Возможно ли все это?

Тринадцать сорок пять. Спустя несколько часов после похорон Бенгта Андерссона.

Малин бродит по квартире своих родителей. Вспоминает, когда последний раз была здесь. Туве, совсем как она сама когда-то, на постели родителей; такая же ни о чем не подозревающая целеустремленность, такое же наивное доверие к своему телу.

И все-таки.

Малин смеется про себя. Она дает Туве и Маркусу возможность проявить изобретательность в поисках места для любовного свидания в такой холод. Сейчас они на вечернем киносеансе. Какая-то драма-экшн, созданная на основе давно забытого комикса. Приключения эпохи пятидесятых, подновленные в соответствии со вкусами сегодняшнего дня: больше насилия, больше ужасов, секса, а конец более определенный и счастливый. Двусмысленность — враг надежности, а надежность — необходимое условие кассовых сборов.

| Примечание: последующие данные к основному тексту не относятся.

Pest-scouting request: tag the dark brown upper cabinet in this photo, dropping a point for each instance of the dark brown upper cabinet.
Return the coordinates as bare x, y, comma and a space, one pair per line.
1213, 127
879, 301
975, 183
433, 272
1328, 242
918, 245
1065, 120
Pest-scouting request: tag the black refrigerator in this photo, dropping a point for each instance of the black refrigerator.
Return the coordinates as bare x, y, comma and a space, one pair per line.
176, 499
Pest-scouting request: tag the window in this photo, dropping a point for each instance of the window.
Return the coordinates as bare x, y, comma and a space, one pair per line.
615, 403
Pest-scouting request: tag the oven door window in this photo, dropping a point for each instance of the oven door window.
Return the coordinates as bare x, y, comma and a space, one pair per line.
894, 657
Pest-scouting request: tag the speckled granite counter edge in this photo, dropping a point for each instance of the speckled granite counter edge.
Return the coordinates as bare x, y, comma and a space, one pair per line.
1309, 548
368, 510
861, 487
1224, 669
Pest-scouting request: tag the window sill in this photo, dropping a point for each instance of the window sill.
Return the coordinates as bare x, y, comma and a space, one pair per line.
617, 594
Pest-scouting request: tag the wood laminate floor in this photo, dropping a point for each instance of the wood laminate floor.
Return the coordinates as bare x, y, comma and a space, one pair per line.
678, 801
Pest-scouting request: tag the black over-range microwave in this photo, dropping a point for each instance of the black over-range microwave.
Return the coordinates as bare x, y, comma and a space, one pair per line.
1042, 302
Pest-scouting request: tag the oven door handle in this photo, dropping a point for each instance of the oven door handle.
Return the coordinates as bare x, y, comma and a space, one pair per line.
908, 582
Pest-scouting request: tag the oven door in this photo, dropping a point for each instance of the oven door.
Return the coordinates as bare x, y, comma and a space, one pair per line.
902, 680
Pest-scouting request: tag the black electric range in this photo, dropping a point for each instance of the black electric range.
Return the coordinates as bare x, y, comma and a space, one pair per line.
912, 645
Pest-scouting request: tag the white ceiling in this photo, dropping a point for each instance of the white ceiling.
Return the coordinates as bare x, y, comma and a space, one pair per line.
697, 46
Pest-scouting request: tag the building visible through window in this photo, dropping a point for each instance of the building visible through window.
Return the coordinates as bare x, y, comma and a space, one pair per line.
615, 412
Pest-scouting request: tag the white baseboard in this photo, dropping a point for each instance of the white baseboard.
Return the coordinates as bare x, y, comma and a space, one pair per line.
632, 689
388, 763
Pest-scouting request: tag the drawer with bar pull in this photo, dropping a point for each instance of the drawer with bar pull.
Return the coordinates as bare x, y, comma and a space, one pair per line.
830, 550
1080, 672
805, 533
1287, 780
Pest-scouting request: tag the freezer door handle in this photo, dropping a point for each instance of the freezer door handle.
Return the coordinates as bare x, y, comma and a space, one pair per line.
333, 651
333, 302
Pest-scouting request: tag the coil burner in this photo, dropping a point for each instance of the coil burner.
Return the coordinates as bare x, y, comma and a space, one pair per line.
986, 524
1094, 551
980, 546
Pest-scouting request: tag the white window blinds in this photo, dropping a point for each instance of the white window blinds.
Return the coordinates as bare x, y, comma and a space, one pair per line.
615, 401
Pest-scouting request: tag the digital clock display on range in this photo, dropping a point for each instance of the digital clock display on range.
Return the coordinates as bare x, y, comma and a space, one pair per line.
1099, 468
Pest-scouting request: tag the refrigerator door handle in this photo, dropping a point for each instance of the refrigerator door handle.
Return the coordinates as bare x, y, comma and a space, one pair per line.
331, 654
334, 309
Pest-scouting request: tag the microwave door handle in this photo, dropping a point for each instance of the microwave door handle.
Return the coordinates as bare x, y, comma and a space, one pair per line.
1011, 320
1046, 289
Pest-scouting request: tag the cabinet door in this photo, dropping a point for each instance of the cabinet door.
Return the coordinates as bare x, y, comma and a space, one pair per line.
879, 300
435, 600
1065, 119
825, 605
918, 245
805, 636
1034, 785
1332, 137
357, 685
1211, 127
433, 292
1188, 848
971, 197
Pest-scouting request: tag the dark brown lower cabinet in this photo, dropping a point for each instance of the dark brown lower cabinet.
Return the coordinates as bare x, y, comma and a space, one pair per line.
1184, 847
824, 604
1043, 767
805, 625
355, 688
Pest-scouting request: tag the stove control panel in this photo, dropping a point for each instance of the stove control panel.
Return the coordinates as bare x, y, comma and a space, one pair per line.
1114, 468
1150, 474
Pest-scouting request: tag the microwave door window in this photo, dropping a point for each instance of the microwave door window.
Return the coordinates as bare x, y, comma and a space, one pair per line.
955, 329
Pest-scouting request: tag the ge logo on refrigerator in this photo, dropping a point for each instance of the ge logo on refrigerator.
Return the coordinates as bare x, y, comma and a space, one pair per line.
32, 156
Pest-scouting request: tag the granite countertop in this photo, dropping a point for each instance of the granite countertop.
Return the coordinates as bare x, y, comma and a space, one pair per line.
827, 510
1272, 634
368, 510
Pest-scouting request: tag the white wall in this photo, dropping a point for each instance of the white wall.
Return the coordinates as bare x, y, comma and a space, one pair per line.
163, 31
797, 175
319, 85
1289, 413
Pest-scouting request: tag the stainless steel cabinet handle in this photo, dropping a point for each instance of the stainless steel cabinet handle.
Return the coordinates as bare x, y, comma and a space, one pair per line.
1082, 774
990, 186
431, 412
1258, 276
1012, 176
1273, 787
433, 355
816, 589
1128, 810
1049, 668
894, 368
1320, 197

«Наше время, — думает Малин, — имеет те сюжеты, которые заслуживает».


Запах в родительской квартире.

Здесь пахнет тайнами.

Так же, как в охотничьей избушке, хотя в лесу было холоднее и запах тайны определеннее. Не так непроницаемо, не так личностно, как здесь. «Нужно повернуться вокруг своей оси, — думает Малин, — если слишком долго задерживаешься на прошлом. Но можно погибнуть, если так и не осмелишься прикоснуться к нему».

Психотерапевты знают об этом все.

Малин опускается на диван в гостиной.

Она чувствует себя измотанной и усталой. Папа хранит спиртные напитки на кухне, в шкафчике на холодильнике.

Вывернуть душу.

Изящная мебель, которая вовсе не так изящна.

«Ты хорошо поливаешь цветы?»

Я уже полила их.

Цветы. Запах капустного пудинга.

Запах лжи. Что, и здесь? Совсем как в доме Ракели Мюрвалль в Блосведрете.

Хотя здесь не так определенно, слабее. «Туда нужно вернуться, — думает Малин. — Вернуться и вытащить на свет все их тайны из-за стен и из-под половиц».

В прихожей звонит мобильник.

Он лежит в кармане куртки, и Малин вскакивает с дивана, бежит, спотыкается.

Международный звонок.

— Да, слушаю.

— Малин, это папа.

— Привет, я в квартире и только что полила цветы.

— Я нисколько в этом не сомневаюсь. Но звоню не поэтому.

Он чего-то хочет, но не решается высказаться — такое же чувство, как и во время прошлого разговора. Потом папа делает глубокий вдох и продолжает, с шумом выдохнув:

— Знаешь, мы здесь поговорили и решили, что Туве может приехать к нам, ведь скоро у нее февральские каникулы? Неплохо было бы, а?

Малин отводит трубку от уха, держит телефон перед собой и качает головой.

Потом приходит в себя. Прикладывает трубку к уху.

— Через две недели.

— Через две недели?

— Да, каникулы начинаются через две недели. Но есть одна проблема.

— Какая?

— У нас нет денег на билет на самолет. У меня ни кроны лишней, а Янне накануне Рождества поставил новый котел на жидком топливе.